Storing Date/Times in Databases

After my talk during ConFoo on Advanced Date/Time Handling I received a question about whether the UTC-offset, together with the date/time in years, months, days, hours, minutes and seconds, was enough for storing a date/time in a database and still being able to do calculations with this. The answer to this question was no, but it lead to an even more interesting discussion about what would be enough to store an accurate date/time in a database.

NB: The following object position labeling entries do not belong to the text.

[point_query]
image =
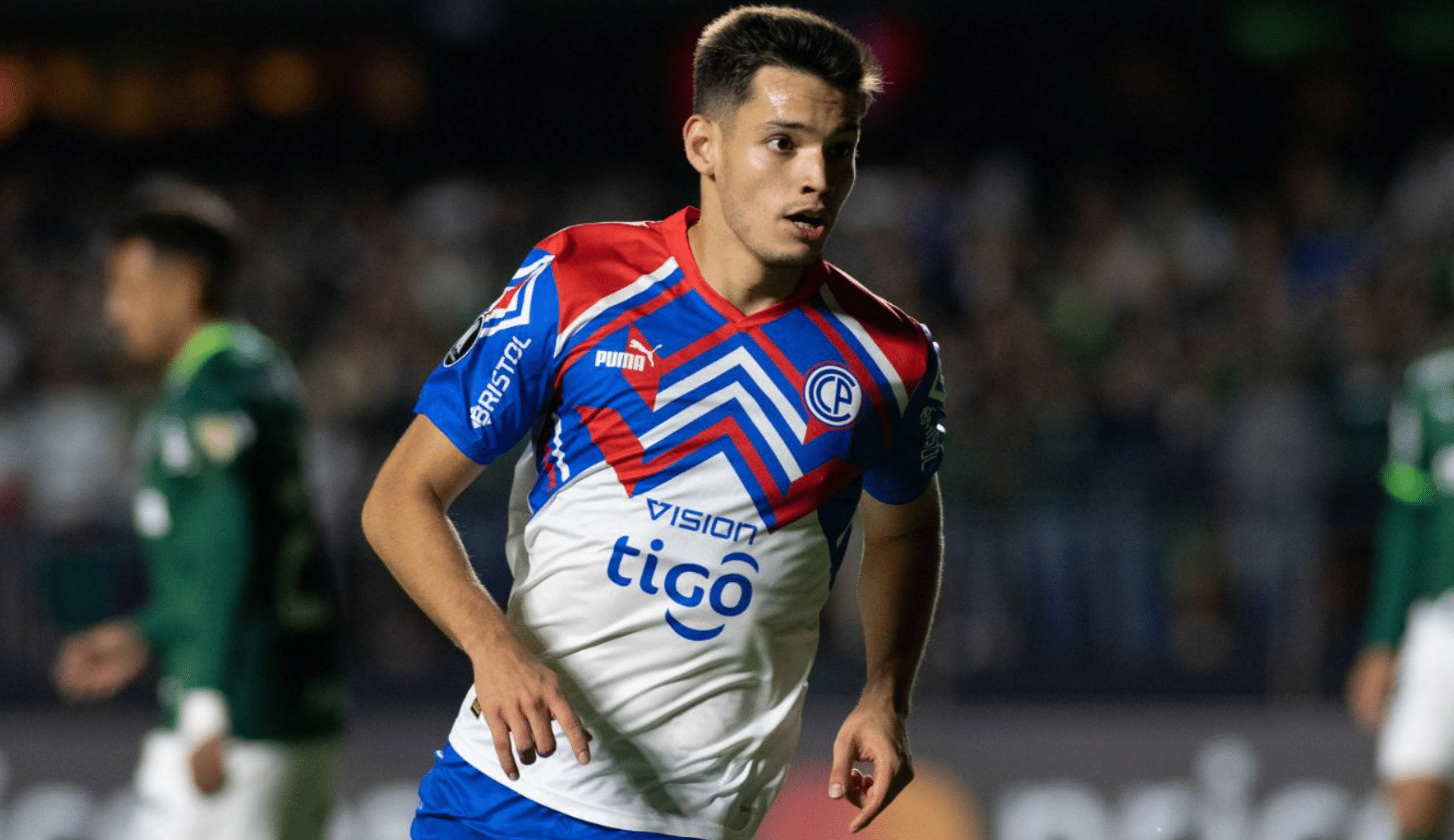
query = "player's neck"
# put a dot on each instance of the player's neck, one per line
(740, 278)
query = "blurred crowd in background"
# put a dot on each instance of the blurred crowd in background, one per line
(1167, 364)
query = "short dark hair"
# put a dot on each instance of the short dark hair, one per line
(191, 221)
(736, 45)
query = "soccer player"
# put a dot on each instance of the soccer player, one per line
(241, 615)
(709, 402)
(1401, 684)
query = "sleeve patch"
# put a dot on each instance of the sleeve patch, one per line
(223, 437)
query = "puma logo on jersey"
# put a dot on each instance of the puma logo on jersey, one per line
(627, 361)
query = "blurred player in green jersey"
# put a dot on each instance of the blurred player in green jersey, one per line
(1401, 684)
(241, 618)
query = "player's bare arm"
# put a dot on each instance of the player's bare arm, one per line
(96, 663)
(897, 589)
(1368, 684)
(406, 520)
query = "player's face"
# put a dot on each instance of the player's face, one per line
(785, 166)
(151, 299)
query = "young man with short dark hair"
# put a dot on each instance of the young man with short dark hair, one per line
(709, 404)
(241, 615)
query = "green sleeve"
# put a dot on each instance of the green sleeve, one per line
(211, 523)
(156, 625)
(1395, 581)
(1399, 550)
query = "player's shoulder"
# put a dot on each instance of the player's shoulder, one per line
(885, 323)
(603, 246)
(595, 261)
(246, 368)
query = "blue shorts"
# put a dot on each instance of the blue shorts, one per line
(458, 802)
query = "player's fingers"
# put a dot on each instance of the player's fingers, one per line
(543, 733)
(838, 776)
(576, 733)
(873, 804)
(502, 744)
(523, 736)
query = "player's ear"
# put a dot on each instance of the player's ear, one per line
(702, 138)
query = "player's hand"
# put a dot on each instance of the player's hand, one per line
(208, 771)
(874, 734)
(518, 698)
(96, 663)
(1370, 682)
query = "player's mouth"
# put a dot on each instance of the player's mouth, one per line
(809, 226)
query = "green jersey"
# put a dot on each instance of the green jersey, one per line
(1415, 551)
(241, 598)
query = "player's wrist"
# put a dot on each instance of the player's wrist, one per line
(203, 714)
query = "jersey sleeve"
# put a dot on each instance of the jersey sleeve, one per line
(496, 379)
(918, 442)
(211, 543)
(1409, 490)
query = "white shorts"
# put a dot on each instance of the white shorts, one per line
(274, 791)
(1418, 733)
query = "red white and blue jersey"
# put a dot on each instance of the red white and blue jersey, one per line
(686, 505)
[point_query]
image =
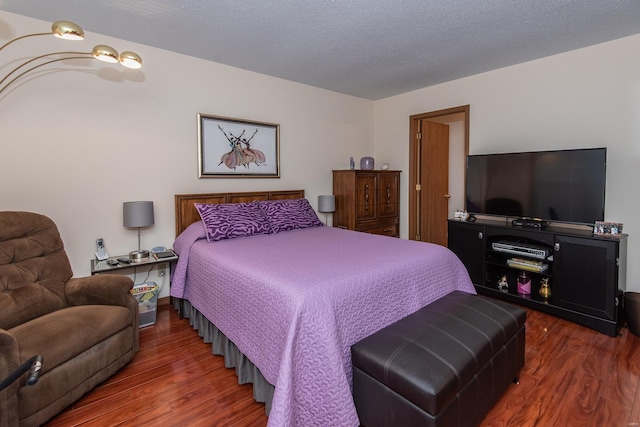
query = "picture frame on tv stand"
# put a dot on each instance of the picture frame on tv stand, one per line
(608, 229)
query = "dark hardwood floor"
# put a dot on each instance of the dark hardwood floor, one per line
(573, 376)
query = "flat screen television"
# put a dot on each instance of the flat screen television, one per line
(561, 185)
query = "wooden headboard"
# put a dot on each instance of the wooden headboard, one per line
(186, 213)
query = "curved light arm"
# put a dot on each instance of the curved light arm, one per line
(22, 37)
(39, 57)
(62, 29)
(102, 53)
(86, 56)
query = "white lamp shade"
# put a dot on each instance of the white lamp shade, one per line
(327, 203)
(137, 214)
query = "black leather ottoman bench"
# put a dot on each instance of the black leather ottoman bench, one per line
(445, 365)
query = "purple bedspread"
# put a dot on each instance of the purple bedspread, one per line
(294, 303)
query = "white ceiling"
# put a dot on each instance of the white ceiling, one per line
(367, 48)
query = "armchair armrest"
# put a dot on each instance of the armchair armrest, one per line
(9, 362)
(106, 289)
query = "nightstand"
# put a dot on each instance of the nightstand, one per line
(98, 267)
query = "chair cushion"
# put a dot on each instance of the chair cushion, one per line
(65, 333)
(33, 268)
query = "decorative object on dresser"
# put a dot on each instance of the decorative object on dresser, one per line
(326, 205)
(137, 215)
(367, 163)
(367, 201)
(67, 31)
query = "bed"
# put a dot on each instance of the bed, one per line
(288, 305)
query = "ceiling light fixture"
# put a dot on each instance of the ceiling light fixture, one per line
(67, 31)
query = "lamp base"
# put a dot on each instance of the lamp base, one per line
(138, 256)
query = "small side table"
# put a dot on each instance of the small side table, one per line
(98, 267)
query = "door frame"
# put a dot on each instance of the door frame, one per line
(414, 157)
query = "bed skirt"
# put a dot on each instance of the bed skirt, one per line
(246, 371)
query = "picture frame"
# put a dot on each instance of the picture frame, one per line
(237, 148)
(607, 229)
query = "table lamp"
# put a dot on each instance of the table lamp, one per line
(137, 215)
(326, 205)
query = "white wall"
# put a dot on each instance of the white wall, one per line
(584, 98)
(77, 143)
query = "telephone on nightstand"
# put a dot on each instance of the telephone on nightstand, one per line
(101, 251)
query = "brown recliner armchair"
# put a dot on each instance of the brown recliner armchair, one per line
(85, 329)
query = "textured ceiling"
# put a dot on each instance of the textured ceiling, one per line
(367, 48)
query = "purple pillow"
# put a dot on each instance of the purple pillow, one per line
(286, 215)
(228, 221)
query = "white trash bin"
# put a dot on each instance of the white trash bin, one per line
(147, 296)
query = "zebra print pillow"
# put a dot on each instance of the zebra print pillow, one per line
(228, 221)
(286, 215)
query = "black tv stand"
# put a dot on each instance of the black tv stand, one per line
(525, 222)
(586, 273)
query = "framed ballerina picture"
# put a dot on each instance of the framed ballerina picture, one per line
(236, 148)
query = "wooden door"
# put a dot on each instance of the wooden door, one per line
(432, 189)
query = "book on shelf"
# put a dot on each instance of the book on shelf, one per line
(527, 264)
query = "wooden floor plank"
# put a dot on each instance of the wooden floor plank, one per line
(573, 376)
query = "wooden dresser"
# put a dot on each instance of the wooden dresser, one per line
(367, 200)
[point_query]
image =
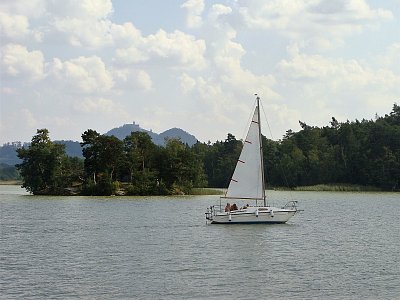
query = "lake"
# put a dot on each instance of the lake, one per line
(343, 246)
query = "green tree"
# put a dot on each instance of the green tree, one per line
(41, 163)
(103, 155)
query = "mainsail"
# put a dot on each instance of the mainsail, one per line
(248, 177)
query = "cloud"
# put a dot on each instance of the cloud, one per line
(321, 23)
(31, 8)
(18, 63)
(95, 105)
(335, 87)
(13, 26)
(132, 79)
(87, 75)
(194, 10)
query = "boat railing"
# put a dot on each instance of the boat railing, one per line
(291, 205)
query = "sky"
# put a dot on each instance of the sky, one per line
(73, 65)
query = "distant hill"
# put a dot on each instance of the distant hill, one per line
(158, 139)
(8, 154)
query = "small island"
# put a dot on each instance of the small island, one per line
(360, 153)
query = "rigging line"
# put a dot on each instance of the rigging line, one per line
(280, 160)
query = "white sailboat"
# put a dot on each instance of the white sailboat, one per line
(247, 183)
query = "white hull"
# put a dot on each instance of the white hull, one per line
(253, 215)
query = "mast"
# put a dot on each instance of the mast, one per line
(261, 151)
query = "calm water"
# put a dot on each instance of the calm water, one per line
(343, 246)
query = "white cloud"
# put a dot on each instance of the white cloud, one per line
(31, 8)
(132, 79)
(13, 26)
(95, 105)
(320, 23)
(176, 48)
(194, 10)
(87, 75)
(81, 9)
(19, 63)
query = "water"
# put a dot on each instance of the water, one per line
(343, 246)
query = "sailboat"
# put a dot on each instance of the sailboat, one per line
(248, 184)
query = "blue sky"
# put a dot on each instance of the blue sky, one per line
(77, 64)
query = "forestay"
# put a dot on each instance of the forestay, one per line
(247, 180)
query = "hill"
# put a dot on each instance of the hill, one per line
(158, 139)
(8, 155)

Firstly let me explain why storing a UTC offset is not adequate at all for doing any sort of calculations. Right now (March 25th, 2010), Montreal is on the same time as Santiago (in Chile) with both a UTC offset of -4 hours. This means that for the same date/time (2010-03-25 19:03) the same timestamp is generated (1269558180). However if we want to add eight months (2010-11-25 19:03) to the current time for each of those locations then the timestamps should be different — 1290729780 for Montreal and 1290722580 for Santiago. It turns out that neither of them is exactly a full 24 hour difference from 2010-03-25 19:03 as is shown the following script:

<?php
$s = '2010-03-25 19:03';
$montrealNow = date_create( "{$s} America/Montreal" )->format( 'U' );
$santiagoNow = date_create( "{$s} America/Santiago" )->format( 'U' );
$s = '2010-11-25 19:03';
$montrealThen = date_create( "{$s} America/Montreal" )->format( 'U' );
$santiagoThen = date_create( "{$s} America/Santiago" )->format( 'U' );

$hour = 60 * 60;
$day = 24 * $hour;

echo "Montreal:\n",
    $montrealNow, " - ",
    $montrealThen, "\n",
    ( ( $montrealThen - $montrealNow ) % $day ) / $hour, "\n\n";

echo "Santiago:\n",
    $santiagoNow, " - ",
    $santiagoThen, "\n",
    ( ( $santiagoThen - $santiagoNow ) % $day ) / $hour, "\n\n";

?>

which gives the output:

Montreal:
1269558180 - 1290729780
1

Santiago:
1269558180 - 1290722580
23

From this we see that Montreal has an extra hour and Santiago has an hour less. This is because Montreal changed from Daylight Savings Time to normal time and Santiago, being on the southern hemisphere, moved from normal time to Daylight Savings time.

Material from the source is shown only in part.